Have you ever picked up a magazine, like “GQ” or “Vanity Fair,” and glanced at the ads? Glossy, well-photographed pages show fast cars, fashionable clothes, and the latest electronic gadgets, all next to the most beautiful people on the planet. These are motivating images. They draw out passion and desire. It makes you want to go out and earn a fortune to buy it all. After all, that’s why we trade. It’s for the money, right?


Trading sounds exciting, but many people who pursue trading as a profession find it “boring.” That’s their word for it, not mine. How can it be boring? It’s exciting. You put your ego and money on the line, and the outcome is not a certainty. It’s risky, and taking a risk can give you a thrill. Why do people trade? There probably isn’t one reason. For some, it’s the excitement of taking a risk; for others, it’s about providing a particular lifestyle for their family, and for others, it’s just the family business.

People’s motives are complex. There are many possible reasons why people pursue trading. But the more important issue is the primary reason you trade. Why do you study the markets every day to find a new market opportunity? Why do you need to trade? There are other ways of making a good living. These aren’t shallow questions.
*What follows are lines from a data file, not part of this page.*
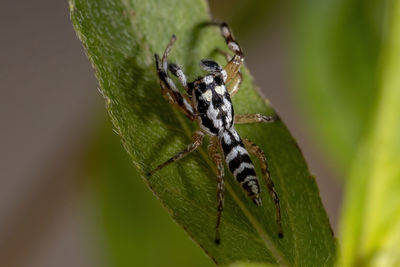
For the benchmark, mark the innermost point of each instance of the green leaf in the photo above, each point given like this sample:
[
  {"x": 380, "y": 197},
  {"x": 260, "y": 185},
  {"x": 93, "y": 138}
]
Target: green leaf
[
  {"x": 370, "y": 230},
  {"x": 130, "y": 222},
  {"x": 336, "y": 46},
  {"x": 120, "y": 38}
]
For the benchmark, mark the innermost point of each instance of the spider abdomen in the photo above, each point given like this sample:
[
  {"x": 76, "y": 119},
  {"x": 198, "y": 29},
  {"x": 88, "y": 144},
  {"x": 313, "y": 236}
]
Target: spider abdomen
[
  {"x": 238, "y": 160},
  {"x": 213, "y": 104}
]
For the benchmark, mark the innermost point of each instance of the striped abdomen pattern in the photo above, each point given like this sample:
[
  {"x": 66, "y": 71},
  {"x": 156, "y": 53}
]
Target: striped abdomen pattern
[{"x": 238, "y": 160}]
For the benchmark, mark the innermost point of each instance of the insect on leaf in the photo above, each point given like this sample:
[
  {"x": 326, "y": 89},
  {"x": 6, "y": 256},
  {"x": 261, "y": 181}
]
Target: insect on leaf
[{"x": 120, "y": 38}]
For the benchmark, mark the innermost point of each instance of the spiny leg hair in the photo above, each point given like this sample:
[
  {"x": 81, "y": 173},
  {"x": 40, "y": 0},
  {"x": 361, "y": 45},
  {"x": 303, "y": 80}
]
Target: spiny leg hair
[
  {"x": 169, "y": 90},
  {"x": 217, "y": 159},
  {"x": 254, "y": 118}
]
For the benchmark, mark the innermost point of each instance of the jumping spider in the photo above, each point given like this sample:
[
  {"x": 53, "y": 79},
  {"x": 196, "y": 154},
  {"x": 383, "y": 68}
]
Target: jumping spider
[{"x": 208, "y": 100}]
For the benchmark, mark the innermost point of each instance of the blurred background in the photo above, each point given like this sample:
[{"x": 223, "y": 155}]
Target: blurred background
[{"x": 63, "y": 201}]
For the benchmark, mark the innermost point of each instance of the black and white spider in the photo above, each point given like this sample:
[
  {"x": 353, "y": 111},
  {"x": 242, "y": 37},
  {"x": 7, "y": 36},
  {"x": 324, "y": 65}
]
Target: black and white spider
[{"x": 208, "y": 100}]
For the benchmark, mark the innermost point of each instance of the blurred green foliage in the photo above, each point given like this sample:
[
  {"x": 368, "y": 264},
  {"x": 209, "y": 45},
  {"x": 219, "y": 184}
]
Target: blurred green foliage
[
  {"x": 370, "y": 226},
  {"x": 335, "y": 46}
]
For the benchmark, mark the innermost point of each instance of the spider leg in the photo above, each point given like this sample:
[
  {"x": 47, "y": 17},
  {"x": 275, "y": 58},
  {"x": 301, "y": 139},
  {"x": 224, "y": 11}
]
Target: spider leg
[
  {"x": 168, "y": 88},
  {"x": 232, "y": 69},
  {"x": 254, "y": 118},
  {"x": 178, "y": 72},
  {"x": 257, "y": 151},
  {"x": 197, "y": 139},
  {"x": 233, "y": 66},
  {"x": 217, "y": 159}
]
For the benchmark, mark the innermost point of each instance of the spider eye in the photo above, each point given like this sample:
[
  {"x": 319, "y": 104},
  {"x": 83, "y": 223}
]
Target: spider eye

You can trade for money, status, wealth, excitement, or out of obligation, but these must merely be secondary motives. The primary motive for trading must be a true love of the profession. Successful traders say that they would trade even if they made only a living wage. Trading is an art form. The markets are fascinating to study. Trading is a skill that few can master.

We’ve interviewed hundreds of traders at Innerworth in an effort to find what gives them a winning edge. And we’ve found that the most successful traders see trading as an intellectual challenge. They aren’t in it for the money, but for the inherent pleasure, it gives them. In their study of traders, Robert Koppel and Howard Abell (1994) draw the same conclusion. In their book, “The Inner Game of Trading,” Koppel and Abell observe, “The top traders all love to trade…for them it is their true mission.” Winning traders don’t feel they “should” trade, but see trading as a mission, something they were chosen to do.

When you have a strong passion for what you do, it’s never really boring. Sure, there are those times when you’re trying to do so much that you feel a little stressed, but to the winning trader, that’s all part of the fun. They enjoy living up to the endless challenges and relish the fact that they are good at a profession where over 90% fail. They aren’t motivated by money, fame, or glory, but by a true love of the game.

Their passion fuels their drive to hone their trading skills and reach the top of the field. It’s quite a paradox. They don’t seek out the money, but in the end, they develop such a high level of skill that they end up extremely profitable. So if you want to be a winning trader, don’t focus on the profits. The profits will come. All you need to do right now is develop a passion for the profession and allow that passion to compel you to do your best.